HOGANS TOUT KOREAN DISHES: In honor of the Winter Olympics being held in South Korea, Maryland first lady Yumi Hogan dishes on some of her favorite home recipes that she learned as a child, including bulgogi, a marinated beef entree, and japchae, a popular Korean noodle dish and of course kimchi. Brittany Britto of the Sun reports.

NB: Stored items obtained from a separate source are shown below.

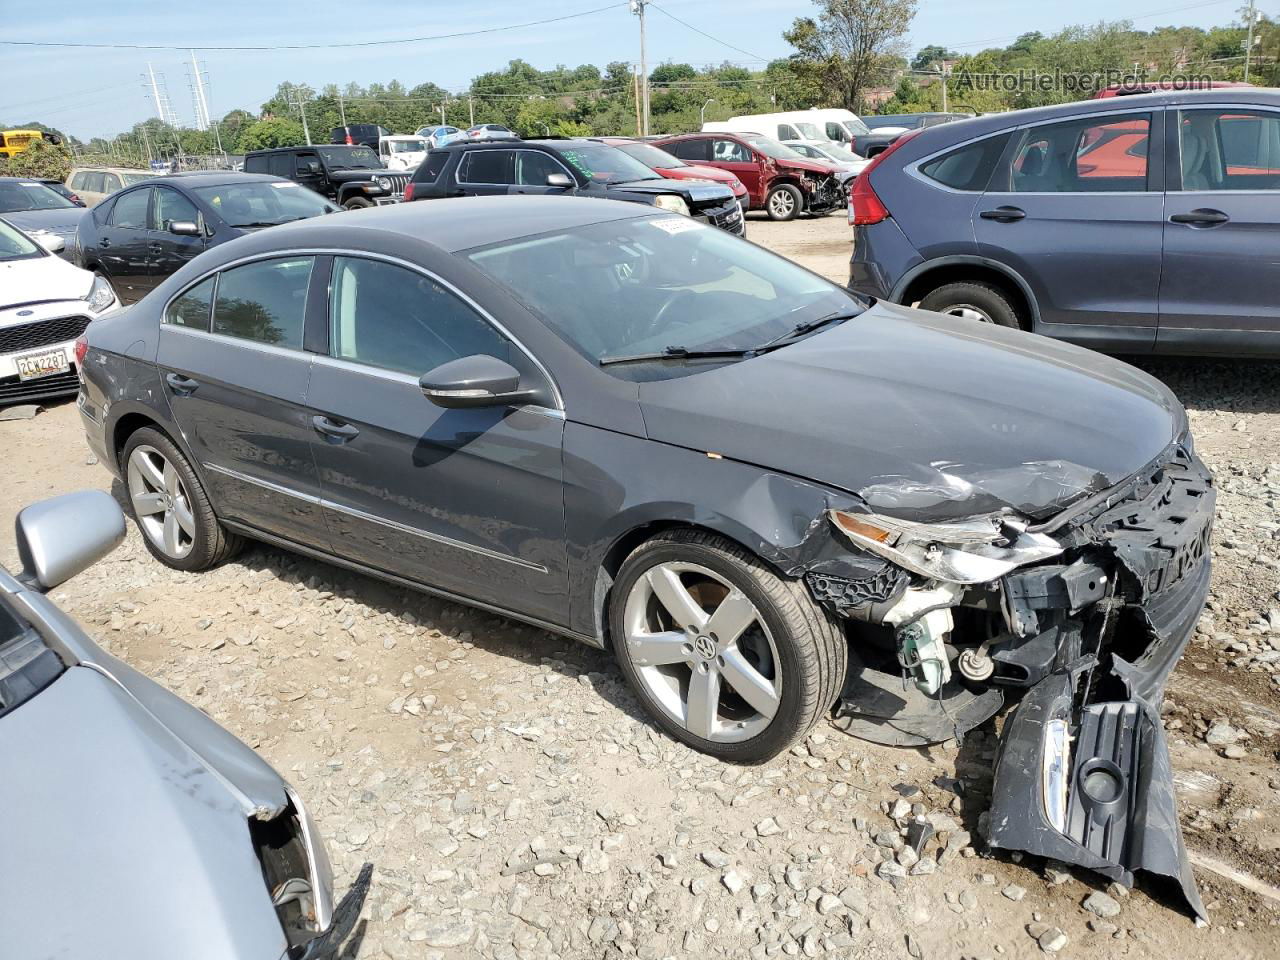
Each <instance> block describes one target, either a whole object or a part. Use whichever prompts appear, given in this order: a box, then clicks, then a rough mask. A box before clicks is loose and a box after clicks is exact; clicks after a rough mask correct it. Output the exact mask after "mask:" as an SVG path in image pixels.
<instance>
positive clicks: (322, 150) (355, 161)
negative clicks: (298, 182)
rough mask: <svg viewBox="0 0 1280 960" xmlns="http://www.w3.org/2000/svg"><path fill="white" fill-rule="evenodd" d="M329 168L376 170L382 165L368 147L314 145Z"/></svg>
mask: <svg viewBox="0 0 1280 960" xmlns="http://www.w3.org/2000/svg"><path fill="white" fill-rule="evenodd" d="M316 152H317V154H320V156H321V157H324V165H325V166H328V168H329V169H330V170H376V169H379V168H380V166H381V165H383V161H381V160H379V159H378V154H375V152H374V151H372V150H370V148H369V147H316Z"/></svg>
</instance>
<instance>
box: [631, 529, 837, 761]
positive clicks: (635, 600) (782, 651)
mask: <svg viewBox="0 0 1280 960" xmlns="http://www.w3.org/2000/svg"><path fill="white" fill-rule="evenodd" d="M609 634H611V637H612V640H613V649H614V653H616V654H617V658H618V663H620V666H621V668H622V672H623V673H625V675H626V677H627V681H628V682H630V684H631V687H632V689H634V690H635V692H636V695H637V698H639V699H640V701H641V703H643V705H644V707H645V709H646V710H648V712H649V713H650V714H652V716H653V718H654V719H655V721H657V723H658V724H659V726H660V727H663V730H666V731H667V732H668V733H671V735H672V736H673V737H676V739H677V740H681V741H682V742H685V744H687V745H690V746H692V748H695V749H698V750H701V751H703V753H708V754H712V755H713V756H718V758H721V759H724V760H733V762H739V763H759V762H763V760H767V759H769V758H771V756H774V755H777V754H778V753H781V751H782V750H786V749H787V748H788V746H791V745H792V744H795V742H796V741H797V740H800V739H801V737H804V736H805V735H806V733H808V732H809V730H810V728H812V727H813V726H814V723H817V722H818V719H820V718H822V717H823V716H824V714H826V713H827V710H828V709H829V708H831V705H832V703H833V701H835V699H836V695H837V694H838V692H840V686H841V685H842V684H844V678H845V663H846V655H847V650H846V645H845V636H844V632H842V631H841V630H840V626H838V625H837V623H836V621H835V620H833V618H832V617H831V616H829V614H828V613H827V612H826V611H824V609H823V608H822V607H819V605H818V604H817V603H815V602H814V600H813V599H812V598H810V596H809V594H808V591H806V590H805V588H804V585H803V584H801V582H800V581H796V580H786V579H782V577H780V576H778V575H777V573H776V572H774V571H773V570H772V568H771V567H767V566H765V564H764V562H763V561H760V559H759V558H758V557H755V556H753V554H750V553H748V552H746V550H745V549H742V548H741V547H739V545H737V544H735V543H732V541H730V540H726V539H723V538H721V536H717V535H714V534H710V532H705V531H701V530H675V531H671V532H667V534H663V535H660V536H658V538H655V539H653V540H649V541H648V543H644V544H641V545H640V547H639V548H636V550H635V552H634V553H632V554H631V556H630V557H627V559H626V562H625V563H623V564H622V568H621V570H620V571H618V576H617V580H616V581H614V584H613V588H612V590H611V599H609Z"/></svg>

KLAUSMEIER LEADS IN DEM POLL: Baltimore County state Sen. Kathy A. Klausmeier (D), a top Republican target this year, has opened up a 16-point lead over her likely GOP challenger, Del. Christian J. Miele, according to a recent Democratic poll. The survey, conducted by TargetSmart Communications, a Washington, D.C., political data firm, showed Klausmeier with 55% in an initial head-to-head matchup, Miele with 39% and 6% of the voters queried were undecided, writes Josh Kurtz in Maryland Matters.

MANNING ON MILITARIZATION OF POLICE: Chelsea Manning, running for the Democratic nomination for Senate in Maryland, says there is another urgent discussion voters must face: How a burgeoning military apparatus is gradually creeping into domestic life in places like Baltimore, writes John Fritze for the Sun. “Many of the weapons that we were using in Iraq and Afghanistan have found their way to our streets, and many people who are veterans and have military training are bringing this military training” to police forces, the former Army intelligence analyst said.